When you come upon a food that you think could be causing your IBS, then take it out of your diet entirely for about two weeks. If you see an improvement, great! You've caught one of your triggers. If your symptoms don't change, then you can start re-introducing that food into your diet, but do it gradually -- you don't want to upset your stomach.
As long as you keep doing this, eventually you will be able to figure out what all your trigger foods are, and start eliminating them entirely from your diet.
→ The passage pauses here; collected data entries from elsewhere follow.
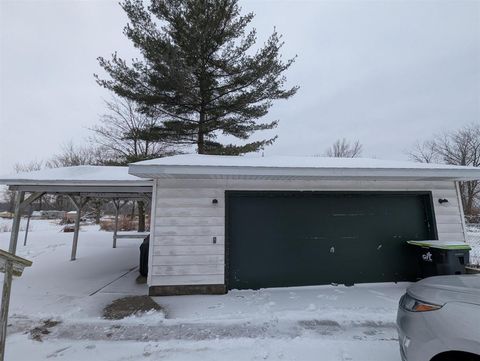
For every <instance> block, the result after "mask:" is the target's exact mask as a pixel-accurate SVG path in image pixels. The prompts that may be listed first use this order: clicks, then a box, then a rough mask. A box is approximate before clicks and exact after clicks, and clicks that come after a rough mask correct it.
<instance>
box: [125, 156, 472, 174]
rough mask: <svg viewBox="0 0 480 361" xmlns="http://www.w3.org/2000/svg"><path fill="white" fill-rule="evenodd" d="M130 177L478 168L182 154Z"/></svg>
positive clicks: (282, 173) (418, 163)
mask: <svg viewBox="0 0 480 361" xmlns="http://www.w3.org/2000/svg"><path fill="white" fill-rule="evenodd" d="M129 172H130V174H135V175H137V176H140V177H162V176H163V177H165V176H187V175H191V176H201V175H203V176H209V175H210V176H212V175H217V176H218V175H223V176H229V175H231V176H242V175H243V176H267V177H268V176H270V177H275V176H291V177H292V176H293V177H295V176H297V177H311V176H316V177H348V176H350V177H355V176H357V177H371V178H377V177H397V178H408V177H412V178H415V179H416V178H432V179H439V178H442V179H451V180H472V179H480V168H477V167H464V166H454V165H447V164H432V163H416V162H408V161H390V160H383V159H369V158H329V157H314V156H310V157H308V156H305V157H299V156H267V157H251V156H218V155H200V154H182V155H175V156H171V157H165V158H158V159H151V160H146V161H142V162H137V163H133V164H130V169H129Z"/></svg>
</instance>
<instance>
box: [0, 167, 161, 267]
mask: <svg viewBox="0 0 480 361" xmlns="http://www.w3.org/2000/svg"><path fill="white" fill-rule="evenodd" d="M0 184H6V185H7V186H8V188H9V189H10V190H12V191H15V210H14V217H13V225H12V233H11V238H10V245H9V252H10V253H13V254H15V252H16V248H17V243H18V233H19V229H20V220H21V217H22V214H23V212H24V211H25V209H26V208H27V207H28V206H29V205H30V204H31V203H32V202H34V201H35V200H37V199H38V198H40V197H41V196H43V195H45V194H50V195H64V196H67V197H68V199H69V200H70V201H71V203H72V205H73V207H74V208H75V210H76V212H77V213H76V217H75V228H74V232H73V242H72V252H71V257H70V259H71V260H72V261H74V260H75V259H76V257H77V246H78V238H79V230H80V219H81V216H82V210H83V209H84V207H85V206H86V204H87V203H88V201H89V200H90V199H93V198H95V199H105V200H111V201H113V204H114V206H115V228H114V232H113V248H115V246H116V239H117V238H119V237H118V236H117V231H118V214H119V210H120V208H121V206H122V203H121V202H122V201H133V200H143V201H146V202H147V203H149V202H150V201H151V197H152V181H151V180H149V179H141V178H138V177H136V176H133V175H130V174H128V167H114V166H75V167H63V168H53V169H44V170H40V171H34V172H28V173H20V174H16V175H14V176H11V177H3V178H0ZM26 195H27V196H26Z"/></svg>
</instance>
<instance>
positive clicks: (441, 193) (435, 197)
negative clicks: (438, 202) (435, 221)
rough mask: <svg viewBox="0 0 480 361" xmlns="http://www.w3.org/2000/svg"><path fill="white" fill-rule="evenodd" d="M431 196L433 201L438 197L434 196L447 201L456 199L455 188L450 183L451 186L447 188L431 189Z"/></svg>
mask: <svg viewBox="0 0 480 361" xmlns="http://www.w3.org/2000/svg"><path fill="white" fill-rule="evenodd" d="M432 197H433V198H434V201H437V202H438V199H435V198H446V199H448V201H449V202H450V201H453V200H457V190H456V188H455V185H454V184H453V183H452V187H451V188H449V189H433V190H432Z"/></svg>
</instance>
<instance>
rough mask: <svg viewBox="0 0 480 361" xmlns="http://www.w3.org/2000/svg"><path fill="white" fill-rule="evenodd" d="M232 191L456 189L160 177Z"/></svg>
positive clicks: (183, 187) (328, 183)
mask: <svg viewBox="0 0 480 361" xmlns="http://www.w3.org/2000/svg"><path fill="white" fill-rule="evenodd" d="M179 188H187V189H198V188H201V189H212V188H213V189H222V188H223V189H231V190H242V189H244V190H247V189H257V190H271V189H275V190H295V189H297V190H302V189H305V190H307V189H308V190H322V189H323V190H335V189H338V190H357V189H358V190H432V189H435V190H440V189H454V188H455V186H454V182H451V181H375V180H363V181H362V180H361V181H359V180H322V179H317V180H261V179H258V180H246V179H236V180H235V179H161V180H160V181H159V183H158V190H162V189H179Z"/></svg>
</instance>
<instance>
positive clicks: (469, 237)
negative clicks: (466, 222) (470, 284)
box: [467, 224, 480, 265]
mask: <svg viewBox="0 0 480 361" xmlns="http://www.w3.org/2000/svg"><path fill="white" fill-rule="evenodd" d="M467 243H468V244H469V245H470V247H472V250H471V251H470V263H471V264H475V265H480V224H467Z"/></svg>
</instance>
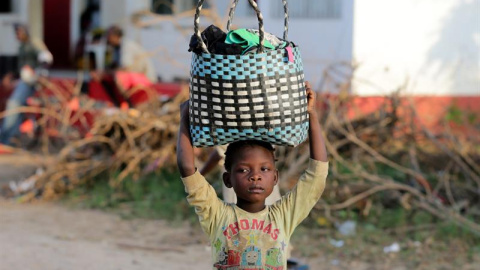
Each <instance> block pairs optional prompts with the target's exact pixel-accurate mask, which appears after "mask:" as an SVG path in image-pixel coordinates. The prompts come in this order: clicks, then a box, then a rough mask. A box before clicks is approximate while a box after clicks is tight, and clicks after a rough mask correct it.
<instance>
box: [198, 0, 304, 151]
mask: <svg viewBox="0 0 480 270" xmlns="http://www.w3.org/2000/svg"><path fill="white" fill-rule="evenodd" d="M248 1H249V3H250V5H251V6H252V8H253V9H254V10H255V12H256V13H257V18H258V22H259V33H260V46H259V47H258V50H257V52H256V53H255V54H246V55H220V54H211V53H209V52H208V49H207V47H206V45H205V43H204V42H203V40H202V38H201V36H200V31H199V27H198V25H199V16H200V11H201V9H202V5H203V2H204V0H200V1H199V2H198V5H197V9H196V14H195V22H194V26H195V35H196V36H197V39H198V41H199V43H200V46H201V47H202V51H203V53H202V54H200V55H198V54H195V53H194V54H193V57H192V63H191V71H190V75H191V79H190V133H191V136H192V142H193V145H194V146H196V147H209V146H214V145H223V144H228V143H231V142H234V141H238V140H247V139H255V140H262V141H267V142H270V143H272V144H275V145H288V146H296V145H298V144H300V143H301V142H303V141H304V140H305V139H306V138H307V136H308V128H309V127H308V113H307V97H306V93H305V83H304V73H303V65H302V60H301V56H300V51H299V49H298V47H294V48H292V47H288V48H284V49H278V50H265V49H264V47H263V44H264V33H265V30H264V28H263V17H262V15H261V13H260V11H259V9H258V6H257V4H256V3H255V1H253V0H248ZM237 3H238V0H234V1H233V3H232V7H231V9H230V13H229V20H228V23H227V31H229V30H230V25H231V21H232V18H233V14H234V11H235V7H236V4H237ZM283 4H284V10H285V29H284V33H283V38H284V39H285V40H287V34H288V7H287V1H286V0H283Z"/></svg>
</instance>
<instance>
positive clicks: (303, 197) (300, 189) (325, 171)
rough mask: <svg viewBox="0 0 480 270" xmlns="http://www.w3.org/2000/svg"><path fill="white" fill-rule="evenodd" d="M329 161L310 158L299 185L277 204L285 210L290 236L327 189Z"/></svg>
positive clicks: (285, 216)
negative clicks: (323, 192) (306, 168)
mask: <svg viewBox="0 0 480 270" xmlns="http://www.w3.org/2000/svg"><path fill="white" fill-rule="evenodd" d="M327 174H328V162H322V161H317V160H314V159H310V161H309V164H308V168H307V170H306V171H305V172H304V173H303V174H302V176H301V177H300V179H299V181H298V183H297V185H296V186H295V187H294V188H293V189H292V190H291V191H290V192H288V193H287V194H285V196H283V197H282V199H281V200H280V201H279V202H278V203H277V204H276V207H278V210H279V211H281V212H283V215H284V217H285V218H284V222H285V224H284V226H285V233H286V234H287V235H288V237H290V235H291V234H292V233H293V231H294V229H295V227H297V226H298V224H300V222H302V221H303V220H304V219H305V218H306V217H307V216H308V214H309V213H310V211H311V210H312V208H313V207H314V206H315V204H316V203H317V202H318V200H319V199H320V197H321V196H322V193H323V191H324V190H325V183H326V179H327Z"/></svg>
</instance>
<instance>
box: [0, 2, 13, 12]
mask: <svg viewBox="0 0 480 270" xmlns="http://www.w3.org/2000/svg"><path fill="white" fill-rule="evenodd" d="M12 12H13V5H12V0H2V1H0V14H3V13H12Z"/></svg>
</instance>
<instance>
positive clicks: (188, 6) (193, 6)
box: [152, 0, 208, 15]
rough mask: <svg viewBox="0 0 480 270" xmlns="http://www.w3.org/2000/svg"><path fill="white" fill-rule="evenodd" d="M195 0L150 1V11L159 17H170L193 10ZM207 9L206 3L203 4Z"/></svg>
mask: <svg viewBox="0 0 480 270" xmlns="http://www.w3.org/2000/svg"><path fill="white" fill-rule="evenodd" d="M197 2H198V1H197V0H152V11H153V12H154V13H156V14H160V15H172V14H175V13H181V12H184V11H187V10H192V9H195V7H196V6H197ZM203 8H208V1H205V2H204V3H203Z"/></svg>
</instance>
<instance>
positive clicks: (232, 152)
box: [223, 140, 275, 172]
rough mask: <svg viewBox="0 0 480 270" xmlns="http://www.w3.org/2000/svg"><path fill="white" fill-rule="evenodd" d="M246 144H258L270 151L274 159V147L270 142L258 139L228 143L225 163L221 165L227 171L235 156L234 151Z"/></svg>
mask: <svg viewBox="0 0 480 270" xmlns="http://www.w3.org/2000/svg"><path fill="white" fill-rule="evenodd" d="M246 146H260V147H263V148H265V149H267V150H268V151H270V153H272V158H273V160H274V161H275V148H273V146H272V144H271V143H268V142H264V141H258V140H243V141H236V142H233V143H230V144H229V145H228V147H227V150H226V151H225V163H224V164H223V166H224V167H225V170H226V171H227V172H229V171H230V169H231V168H232V165H233V160H234V158H235V153H237V152H238V151H239V150H240V149H241V148H243V147H246Z"/></svg>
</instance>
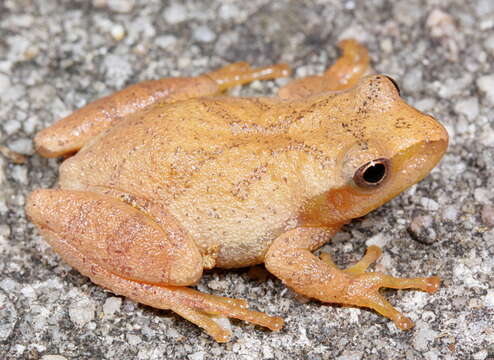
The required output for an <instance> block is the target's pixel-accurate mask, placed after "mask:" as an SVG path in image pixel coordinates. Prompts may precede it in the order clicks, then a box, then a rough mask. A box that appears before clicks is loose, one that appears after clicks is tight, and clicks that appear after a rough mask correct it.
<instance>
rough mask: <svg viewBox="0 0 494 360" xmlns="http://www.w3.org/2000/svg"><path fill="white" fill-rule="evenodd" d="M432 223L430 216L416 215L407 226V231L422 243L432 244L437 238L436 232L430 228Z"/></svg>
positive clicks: (431, 224)
mask: <svg viewBox="0 0 494 360" xmlns="http://www.w3.org/2000/svg"><path fill="white" fill-rule="evenodd" d="M432 223H433V219H432V216H429V215H425V216H416V217H414V218H413V220H412V222H411V223H410V225H409V226H408V228H407V230H408V233H409V234H410V236H411V237H412V238H413V239H414V240H416V241H418V242H420V243H422V244H432V243H434V242H435V241H436V239H437V234H436V231H435V230H434V229H433V228H432Z"/></svg>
Many people become entirely IBS free via this method, so take it into consideration -- it can work for you too!
I have tried a lot of diets for irritable bowel syndrome, and I think its important to note that there really is no one size fits all diet -- you just have to experiment and find out what works for you.
For instance, I found that probiotic yogurt really is very helpful for me, whereas others in my IBS support group can't stand to have any milk-based products.
So as the article said, you really can't expect to follow one IBS diet and have it work for everyone -- just keep that in mind next time you get frustrated with someone else telling you how fantastic a certain food that you can't eat works for them.
Just keep writing your food diary, and pay attention to what foods work for you, and eventually you'll figure out the best IBS diet for your body. Best of luck!
It's critical to note that "fiber" is far too generic a term when it comes to Irritable Bowel Syndrome. Soluble fiber is helpful, insoluble fiber can trigger symptoms.
Fiber information specific to IBS was pioneered in the book Eating for IBS in 2000, which has now been validated by over ten years of subsequent clinical studies. These dietary treatment guidelines and fiber differentiations are now being adopted across the medical community.